It is true that after Coltrane left the band Miles the tenor slot was a revolving door, with mixed results, until Wayne Shorter completed what became the Second Great Quintet. That said, the period from 1961-1964 still produced some fantastic recordings: _My Funny Valentine/Four & More_; _Someday My Prince Will Come_ (Coltrane has limited involvement), _Seven Steps to Heaven_; and even though Miles complained about Mobley's contributions on the _Blackhawk_ dates, those are still great sets, IMO.


----------



## gregorx (Jan 25, 2020)

From the guardian, a 1985 Richard Cook interview with Davis.

https://www.theguardian.com/music/2012/nov/06/miles-davis-interview-rocks-backpages

"And Bird played like that. Nobody wrote like that before. The first time they saw the music to Moose the Mooche - before that Stravinsky and Alban Berg was the hardest thing. Lucky Thompson was saying - what? What is - ? The notation! Everybody had to learn that.

"That was one style. Sonny and I used to play that style. Now Sonny's the only one playing it, only one who could. And me.

"Coltrane could do it. He started with a style imitating Eddie Lockjaw Davis. But he was something else. People don't know it but it took him a long time. I was going with a girl who was an antique dealer in France. She gave this soprano sax to me and I gave it to Coltrane. I gave that thing to Trane, man, and it's probably still in his hand. He probably died with it in his mouth! He never did take that thing out of his mouth.

"Then I gave him some progressions. I said, Sonny - I mean, Trane. I had them both in the band but I have no tapes of that band, ****. We had this thing by Khatchaturian - you know Rachmaninoff's modulations and stuff like that, three or four keys? I gave him a tone centre of E natural and said, you can play F, G minor, E minor triad, C triad, all these chords … and he'd play all of them. In two bars. In that order, and then in a different order.

"I gave him all these little things, like - play this for me, Trane. And it'd sound like - blablablablublurp.... that's the way it sounds, if you play without stopping you sound like Coltrane. But you have to be doing something. It has to fit the chord, the day, the weather and everything."


----------



## Captainnumber36 (Jan 19, 2017)

deleted post......


----------



## Jay (Jul 21, 2014)




----------



## Captainnumber36 (Jan 19, 2017)

In A Silent Way is truly my favorite of the fusion days.


----------



## NoCoPilot (Nov 9, 2020)

starthrower said:


> Jack Johnson features two side long jams. A big favorite of rock fans.

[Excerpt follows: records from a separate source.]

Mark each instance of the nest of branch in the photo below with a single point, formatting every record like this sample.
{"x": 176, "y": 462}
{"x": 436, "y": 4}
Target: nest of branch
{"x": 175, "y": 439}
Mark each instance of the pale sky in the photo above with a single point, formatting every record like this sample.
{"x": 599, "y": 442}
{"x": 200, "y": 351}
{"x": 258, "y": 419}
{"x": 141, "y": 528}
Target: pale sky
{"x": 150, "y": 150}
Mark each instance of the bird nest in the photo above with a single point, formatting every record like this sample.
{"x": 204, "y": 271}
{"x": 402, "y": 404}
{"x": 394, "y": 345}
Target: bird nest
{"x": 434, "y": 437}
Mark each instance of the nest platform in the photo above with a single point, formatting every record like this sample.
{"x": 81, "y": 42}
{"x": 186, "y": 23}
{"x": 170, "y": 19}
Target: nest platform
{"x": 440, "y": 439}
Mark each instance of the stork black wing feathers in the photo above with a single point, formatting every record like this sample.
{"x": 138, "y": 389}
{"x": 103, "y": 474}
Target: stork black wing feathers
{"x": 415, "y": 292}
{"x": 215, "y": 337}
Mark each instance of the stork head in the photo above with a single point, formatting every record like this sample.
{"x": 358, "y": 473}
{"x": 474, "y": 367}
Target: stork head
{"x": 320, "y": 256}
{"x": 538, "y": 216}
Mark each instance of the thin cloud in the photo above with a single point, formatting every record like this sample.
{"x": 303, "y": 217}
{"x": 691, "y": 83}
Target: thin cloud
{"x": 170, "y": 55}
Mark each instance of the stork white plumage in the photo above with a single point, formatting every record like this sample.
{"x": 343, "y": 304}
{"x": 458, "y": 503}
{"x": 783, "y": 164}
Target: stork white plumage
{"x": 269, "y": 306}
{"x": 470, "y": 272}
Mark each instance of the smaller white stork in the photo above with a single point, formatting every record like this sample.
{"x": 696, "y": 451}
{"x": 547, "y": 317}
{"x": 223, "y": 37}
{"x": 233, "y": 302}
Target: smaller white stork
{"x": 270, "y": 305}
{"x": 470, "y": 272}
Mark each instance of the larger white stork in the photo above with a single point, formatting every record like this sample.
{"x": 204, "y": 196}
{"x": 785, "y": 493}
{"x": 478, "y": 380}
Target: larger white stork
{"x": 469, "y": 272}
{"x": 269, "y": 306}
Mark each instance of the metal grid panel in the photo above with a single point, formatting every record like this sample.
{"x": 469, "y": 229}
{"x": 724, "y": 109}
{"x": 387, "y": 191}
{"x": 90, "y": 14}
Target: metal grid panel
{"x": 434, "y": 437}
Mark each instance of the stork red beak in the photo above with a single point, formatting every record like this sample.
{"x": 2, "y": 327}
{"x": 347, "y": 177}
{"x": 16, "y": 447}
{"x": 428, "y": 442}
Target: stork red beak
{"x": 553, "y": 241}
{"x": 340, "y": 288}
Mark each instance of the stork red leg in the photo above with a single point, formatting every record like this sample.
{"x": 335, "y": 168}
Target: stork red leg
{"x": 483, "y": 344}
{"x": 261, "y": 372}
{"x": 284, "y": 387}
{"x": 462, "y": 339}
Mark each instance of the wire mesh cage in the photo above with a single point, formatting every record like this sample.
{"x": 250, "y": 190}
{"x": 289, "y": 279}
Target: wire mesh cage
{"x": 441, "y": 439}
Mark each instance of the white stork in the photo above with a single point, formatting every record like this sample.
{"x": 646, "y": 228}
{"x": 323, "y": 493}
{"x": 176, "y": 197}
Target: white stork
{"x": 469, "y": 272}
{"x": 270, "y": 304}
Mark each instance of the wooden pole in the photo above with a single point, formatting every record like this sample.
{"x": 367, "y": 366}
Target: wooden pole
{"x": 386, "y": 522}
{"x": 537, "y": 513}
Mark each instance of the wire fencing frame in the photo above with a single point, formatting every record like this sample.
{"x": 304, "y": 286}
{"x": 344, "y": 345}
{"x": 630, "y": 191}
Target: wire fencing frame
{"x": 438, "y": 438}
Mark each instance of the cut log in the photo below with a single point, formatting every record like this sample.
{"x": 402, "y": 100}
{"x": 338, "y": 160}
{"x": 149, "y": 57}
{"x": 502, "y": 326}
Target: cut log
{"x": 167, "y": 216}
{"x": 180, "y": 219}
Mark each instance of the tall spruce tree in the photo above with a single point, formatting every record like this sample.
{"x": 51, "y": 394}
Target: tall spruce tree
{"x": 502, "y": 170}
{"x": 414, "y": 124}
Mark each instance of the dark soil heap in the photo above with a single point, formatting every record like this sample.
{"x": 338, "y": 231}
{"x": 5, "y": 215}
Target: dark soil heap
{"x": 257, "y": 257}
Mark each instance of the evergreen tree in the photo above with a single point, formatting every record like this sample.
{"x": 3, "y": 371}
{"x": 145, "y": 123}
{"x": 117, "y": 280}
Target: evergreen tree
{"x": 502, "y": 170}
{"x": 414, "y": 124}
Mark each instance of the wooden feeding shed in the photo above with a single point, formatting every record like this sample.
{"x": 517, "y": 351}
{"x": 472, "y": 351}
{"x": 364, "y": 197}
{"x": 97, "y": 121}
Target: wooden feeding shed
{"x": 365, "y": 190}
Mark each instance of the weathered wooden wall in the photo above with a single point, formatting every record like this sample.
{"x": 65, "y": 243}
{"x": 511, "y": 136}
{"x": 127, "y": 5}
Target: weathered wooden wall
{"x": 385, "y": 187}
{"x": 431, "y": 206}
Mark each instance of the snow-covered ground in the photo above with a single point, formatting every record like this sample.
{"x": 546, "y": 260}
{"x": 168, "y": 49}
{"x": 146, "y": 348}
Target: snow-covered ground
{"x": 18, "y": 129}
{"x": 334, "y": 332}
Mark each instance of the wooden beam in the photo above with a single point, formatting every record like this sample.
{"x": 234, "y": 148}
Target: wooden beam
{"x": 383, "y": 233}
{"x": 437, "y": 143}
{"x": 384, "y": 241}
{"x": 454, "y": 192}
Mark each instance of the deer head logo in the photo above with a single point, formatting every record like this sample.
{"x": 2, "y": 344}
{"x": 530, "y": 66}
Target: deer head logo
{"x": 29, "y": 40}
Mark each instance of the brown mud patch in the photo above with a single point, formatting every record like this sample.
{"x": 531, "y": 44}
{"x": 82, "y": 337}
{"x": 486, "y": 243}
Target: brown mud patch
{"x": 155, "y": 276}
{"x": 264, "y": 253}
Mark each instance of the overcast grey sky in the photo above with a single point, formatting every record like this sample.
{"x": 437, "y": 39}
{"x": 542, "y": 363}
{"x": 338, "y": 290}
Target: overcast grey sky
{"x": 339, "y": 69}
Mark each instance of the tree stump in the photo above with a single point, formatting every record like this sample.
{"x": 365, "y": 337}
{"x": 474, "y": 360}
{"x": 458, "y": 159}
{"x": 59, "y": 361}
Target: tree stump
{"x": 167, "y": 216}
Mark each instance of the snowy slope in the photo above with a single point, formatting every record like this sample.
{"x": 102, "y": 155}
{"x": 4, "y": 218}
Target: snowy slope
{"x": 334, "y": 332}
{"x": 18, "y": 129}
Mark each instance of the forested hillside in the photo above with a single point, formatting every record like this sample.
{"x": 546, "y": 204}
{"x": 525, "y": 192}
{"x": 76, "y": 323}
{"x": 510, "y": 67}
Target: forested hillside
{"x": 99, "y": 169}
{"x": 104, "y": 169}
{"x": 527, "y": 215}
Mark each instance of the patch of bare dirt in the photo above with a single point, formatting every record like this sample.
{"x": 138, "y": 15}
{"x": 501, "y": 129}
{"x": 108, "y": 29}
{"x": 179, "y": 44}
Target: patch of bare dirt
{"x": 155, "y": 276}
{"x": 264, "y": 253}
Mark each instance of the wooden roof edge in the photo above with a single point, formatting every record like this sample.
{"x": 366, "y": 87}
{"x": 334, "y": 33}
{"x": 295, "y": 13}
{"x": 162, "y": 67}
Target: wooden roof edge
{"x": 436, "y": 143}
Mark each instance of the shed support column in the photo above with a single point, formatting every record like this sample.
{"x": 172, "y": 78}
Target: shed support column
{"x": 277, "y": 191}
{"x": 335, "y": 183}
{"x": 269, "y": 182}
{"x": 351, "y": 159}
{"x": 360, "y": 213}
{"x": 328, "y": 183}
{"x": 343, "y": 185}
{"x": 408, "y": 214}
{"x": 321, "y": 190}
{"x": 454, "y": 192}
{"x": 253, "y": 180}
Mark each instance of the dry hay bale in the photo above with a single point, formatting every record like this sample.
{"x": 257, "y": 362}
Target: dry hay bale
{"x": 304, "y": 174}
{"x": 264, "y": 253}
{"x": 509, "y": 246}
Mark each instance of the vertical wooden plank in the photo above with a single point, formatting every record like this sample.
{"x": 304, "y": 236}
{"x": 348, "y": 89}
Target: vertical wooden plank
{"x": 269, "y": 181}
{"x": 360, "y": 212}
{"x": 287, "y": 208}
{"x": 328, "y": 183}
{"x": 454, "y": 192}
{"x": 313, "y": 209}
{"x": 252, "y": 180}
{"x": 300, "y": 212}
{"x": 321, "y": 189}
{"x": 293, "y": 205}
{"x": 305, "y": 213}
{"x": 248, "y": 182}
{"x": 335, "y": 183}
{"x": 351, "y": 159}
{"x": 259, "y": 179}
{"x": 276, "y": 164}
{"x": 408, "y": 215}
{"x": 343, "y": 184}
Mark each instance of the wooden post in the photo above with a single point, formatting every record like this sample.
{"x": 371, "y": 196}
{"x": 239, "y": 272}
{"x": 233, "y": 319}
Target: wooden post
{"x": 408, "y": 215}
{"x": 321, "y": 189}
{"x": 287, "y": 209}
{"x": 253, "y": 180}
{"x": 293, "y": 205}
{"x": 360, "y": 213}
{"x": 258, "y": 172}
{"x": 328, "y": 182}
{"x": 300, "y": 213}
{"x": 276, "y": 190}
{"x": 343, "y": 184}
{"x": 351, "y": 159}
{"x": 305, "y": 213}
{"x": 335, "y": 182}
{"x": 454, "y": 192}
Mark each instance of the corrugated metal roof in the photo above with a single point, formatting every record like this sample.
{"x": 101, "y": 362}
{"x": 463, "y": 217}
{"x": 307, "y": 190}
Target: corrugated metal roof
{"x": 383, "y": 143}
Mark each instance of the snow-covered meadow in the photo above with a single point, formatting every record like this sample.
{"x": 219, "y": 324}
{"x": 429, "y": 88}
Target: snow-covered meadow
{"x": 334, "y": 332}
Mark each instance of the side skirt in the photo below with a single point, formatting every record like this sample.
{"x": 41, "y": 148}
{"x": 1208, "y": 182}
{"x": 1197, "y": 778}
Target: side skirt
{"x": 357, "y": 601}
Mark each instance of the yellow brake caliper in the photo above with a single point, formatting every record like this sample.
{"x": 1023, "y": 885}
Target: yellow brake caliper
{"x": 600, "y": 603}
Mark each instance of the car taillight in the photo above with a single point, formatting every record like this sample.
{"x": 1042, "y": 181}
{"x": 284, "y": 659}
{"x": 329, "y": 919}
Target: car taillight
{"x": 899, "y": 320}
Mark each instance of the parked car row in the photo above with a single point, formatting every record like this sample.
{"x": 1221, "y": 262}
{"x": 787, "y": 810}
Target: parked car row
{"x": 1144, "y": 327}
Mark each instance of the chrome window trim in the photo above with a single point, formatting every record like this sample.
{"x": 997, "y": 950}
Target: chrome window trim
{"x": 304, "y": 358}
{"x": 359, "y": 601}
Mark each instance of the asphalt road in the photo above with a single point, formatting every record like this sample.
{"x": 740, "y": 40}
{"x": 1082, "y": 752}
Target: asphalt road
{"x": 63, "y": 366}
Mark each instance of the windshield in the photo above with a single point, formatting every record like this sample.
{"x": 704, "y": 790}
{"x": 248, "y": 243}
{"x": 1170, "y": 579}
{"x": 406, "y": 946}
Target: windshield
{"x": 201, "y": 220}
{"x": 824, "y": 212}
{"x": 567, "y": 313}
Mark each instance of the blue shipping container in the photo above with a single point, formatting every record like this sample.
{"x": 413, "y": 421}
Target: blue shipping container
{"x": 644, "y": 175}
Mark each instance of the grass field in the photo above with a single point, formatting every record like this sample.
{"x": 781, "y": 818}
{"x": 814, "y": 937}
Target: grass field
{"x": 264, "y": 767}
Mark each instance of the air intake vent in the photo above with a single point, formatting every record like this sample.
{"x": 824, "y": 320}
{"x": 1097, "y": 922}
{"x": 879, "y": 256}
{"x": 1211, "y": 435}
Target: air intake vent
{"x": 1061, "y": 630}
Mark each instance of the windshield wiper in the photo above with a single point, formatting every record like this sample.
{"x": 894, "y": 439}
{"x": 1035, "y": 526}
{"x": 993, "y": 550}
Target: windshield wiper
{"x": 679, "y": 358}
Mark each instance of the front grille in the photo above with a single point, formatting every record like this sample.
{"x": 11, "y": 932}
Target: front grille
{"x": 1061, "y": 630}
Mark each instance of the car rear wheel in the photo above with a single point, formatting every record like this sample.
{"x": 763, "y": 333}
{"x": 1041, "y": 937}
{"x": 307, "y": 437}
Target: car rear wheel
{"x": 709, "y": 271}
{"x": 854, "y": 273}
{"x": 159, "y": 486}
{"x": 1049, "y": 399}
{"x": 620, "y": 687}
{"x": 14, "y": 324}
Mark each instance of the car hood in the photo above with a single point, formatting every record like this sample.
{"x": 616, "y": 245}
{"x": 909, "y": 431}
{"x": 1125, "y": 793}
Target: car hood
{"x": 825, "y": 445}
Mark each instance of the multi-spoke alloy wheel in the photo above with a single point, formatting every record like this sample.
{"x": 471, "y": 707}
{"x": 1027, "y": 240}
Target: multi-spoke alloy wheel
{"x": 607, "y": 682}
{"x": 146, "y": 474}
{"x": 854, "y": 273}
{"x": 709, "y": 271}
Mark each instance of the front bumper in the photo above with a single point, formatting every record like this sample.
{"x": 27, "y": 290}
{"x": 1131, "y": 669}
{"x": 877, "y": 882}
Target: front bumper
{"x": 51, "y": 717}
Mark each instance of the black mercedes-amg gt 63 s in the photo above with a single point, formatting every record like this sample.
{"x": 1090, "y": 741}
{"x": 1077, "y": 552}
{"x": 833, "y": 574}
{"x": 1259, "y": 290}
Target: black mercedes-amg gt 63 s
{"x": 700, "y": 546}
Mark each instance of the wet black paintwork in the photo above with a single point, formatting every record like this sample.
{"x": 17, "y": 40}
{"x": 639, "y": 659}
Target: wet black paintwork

Sort of. The release of "The Complete Sessions" reveals how much of the structure of JJ was created by Teo Macero with his razor blade. What we think of as JJ was as much Teo's doing as Miles'.


----------



## starthrower (Dec 11, 2010)

Yes, it's pretty well known that Macero did numerous edits to produce the final product.


----------



## Eva Yojimbo (Jan 30, 2016)

With the exception of his post-retirement albums I also love almost every Miles period: first quintet, second quintet, the collaborations with Gil Evans, the electric/fusion era.... it's all phenomenal. I'm perhaps most fond of the fusion era given my roots in rock, but even with that my favorite is probably the proto-ambient In a Silent Way rather than the more rocking Bitches Brew or Jack Johnson (I love both of those as well, but I'm picking favorites among favorites). Still, Round About Midnight, Miles Smiles, Sketches of Spain, Kind of Blue... all essential. Miles is probably on my Mt. Rushmore of music artists.


----------